Transcendence in our lives
My Bible fell open at Luke 24 and I asked for a blessing. The first half of the chapter is about women walking to a tomb in the morning, and the second half is about men walking down a road in late afternoon. In both cases the little company of people meet up with persons from another world—the women encounter two angels, the men encounter Jesus. That is, two worlds interfaced that day that rarely have interaction with each other but normally exist as side-by-side realities unseen by mortal men. The earth women and earth men go to bed happy that night, their sights raised from the mundane to the rare.
People need transcendence. People need to know that behind the commonplace of the familiar roads they walk down every day—their tiresome work, riding the No. 22 bus—there is something larger that gives meaning to it all. Why are the women happy? Why do they hike their skirts and drop everything and run rather than walk “with fear and great joy” (Matthew 28:8), to see the disciples? Why are the two men on the road so excited about their conversation with the stranger that they beg Him to stay for supper (Luke 24:29)?

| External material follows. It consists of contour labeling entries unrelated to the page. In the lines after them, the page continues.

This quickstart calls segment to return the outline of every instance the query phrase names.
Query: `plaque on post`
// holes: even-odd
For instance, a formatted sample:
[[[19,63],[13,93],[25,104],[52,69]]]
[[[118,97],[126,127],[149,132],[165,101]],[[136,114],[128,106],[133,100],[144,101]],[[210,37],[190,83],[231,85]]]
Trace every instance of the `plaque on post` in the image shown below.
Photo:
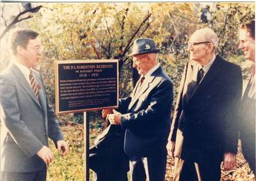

We can say that these people are happy because of the news of Jesus’ resurrection, and that would be the obvious and true answer. But I would also like to say, as a person who knows what it’s like to get bogged down in the daily grind and the ennui of the sensate world, that what thrilled these people’s souls was to rub elbows with another dimension of space and time. This world we see is not all there is. There are worlds unknown.
What encouraged the women at the tomb and the men on the road to Emmaus—and the three apostles who saw Jesus transfigured on the mountain, and the apostle Paul when he was allowed a peak at the third heaven, and Jonathan Edwards when the Lord appeared to him in his glory in a New England wood—was this brief and delicious welcome into transcendence that kept them moving on.
So let us encourage one another with these things (1 Thessalonians 4:18), with visions of transcendence. (My 6-year-old grandson confided in me that he carries around in his head the picture of Jesus coming on the clouds.) And let us cheer up and keep on keeping on, in all those small obediences to God that may at times seem so inconsequential but that are storing up a weight of glory we will someday see.